Tema kasih seorang kepada yang lain diulangi sebagai peralihan pada
tema kebencian dari dunia. Kasih yang nyata antara sesama dalam Kristus
terlihat oleh orang luar. Tuhan Yesus menghendaki supaya kita memahami
tanggapan mereka pada kasih itu.
“Barang siapa menuruti segala perintahNya, ia diam di dalam Allah dan Allah diam di dalam dia” (1
Yohanes 3:24a ).
Dalam yohanes 15:9-17, Yesus memberi perintah untuk saling mengasihi. Tuhan lebih dahulu telah
mengasihi kita,setiap orang yang hidup dalam kasih Allah, berarti meyakini dan mensyukuri kasih Allah
yang telah kita terima dan alami. Seturut dengan itu kita juga di tuntut untuk meneladani kasih Allah
tersebut dengan mengasihi sesama. Melakukan kasih memang tidaklah semudah mengatakan dan
seindah mengungkapkannya, namun kasih membutuhkan hati yang tulus dan menuntut pengorbanan
yang bukan segampang yang kita bayangkan. Yesus mengajarkan kasih yang sesungguhnya yaitu kasih
yang bersetandar “agave”. Kasih agave adalah kasih yang tak bersyarat. Kasih agave adalah sifat inti Allah,
karena Allah adalah kasih. (1Yohanes 4:7-12 ; 1 Kor.13:1-13). Kasih agave bukan sekedar sebuah gerakan
hati yang lahir dari perasaan, melainkan gerakan kehendak, pilihan yang sengaja di lakukan. Kasih yang
berhubungan dengan ketaatan dan komitmen, dan tidak selalu dengan perasaan dan emosi. Mengasihi
seseorang adalah mentaati Tuhan dan perintahNya, demi kebaikan orang lain, mengupayakan berkat dan
keuntungan orang lain untuk jangka panjang. Sikap seperti inilah yang semestinya dimiliki setiap orang
yang percaya kepada Yesus Kristus.
Ditengah Zaman dan situasi seperti sekarang ini,kecendrungan manusia hidup egois, mementingkan diri
sendiri, mau menang sendiri dan seterusnya. Melalui siaran TV hampir di setiap tayangan menyoroti
tentang korupsi, tindakan kekerasan, pembunuhan, pemerkosaan, perselingkuhan, perceraian, ketidak
adilan, dalam memberikan Bantuan langsung sementara (BLSM) tidak tepat sasaran dan tidak merata,
dan sebagainya. Kebanyakan orang kini kehilangan hati nurani untuk berbuat baik. Apalagi yang disebut
dengan “Kasih”, seakan-akan merupakan suatu kebodohan dan hanya sebatas obrolan doang. Kondisi
seperti ini sudah menjadi kenyataan yang kita hadapi. Bagaimanakah kasih itu dapat kita wujudkan?
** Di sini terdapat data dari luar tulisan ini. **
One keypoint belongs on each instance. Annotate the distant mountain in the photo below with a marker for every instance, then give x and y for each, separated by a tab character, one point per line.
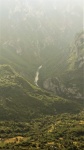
71	82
Senantiasalah kita tetap hidup di dalam kasih Allah dan menjadi pelaku kasih untuk mengasihi Tuhan
dan mengasihi sesame agar kita memperoleh berkat dan sukacita dari padaNya.”Dan segala sesuatu yang
kamu lakukan dengan perkataan atau perbuatan, lakukanlah semuanya itu dalam nama Tuhan Yesus,
sambil mengucap syukur oleh Dia kepada Allah, Bapa kita”(Kol. 3:17 ). Amin.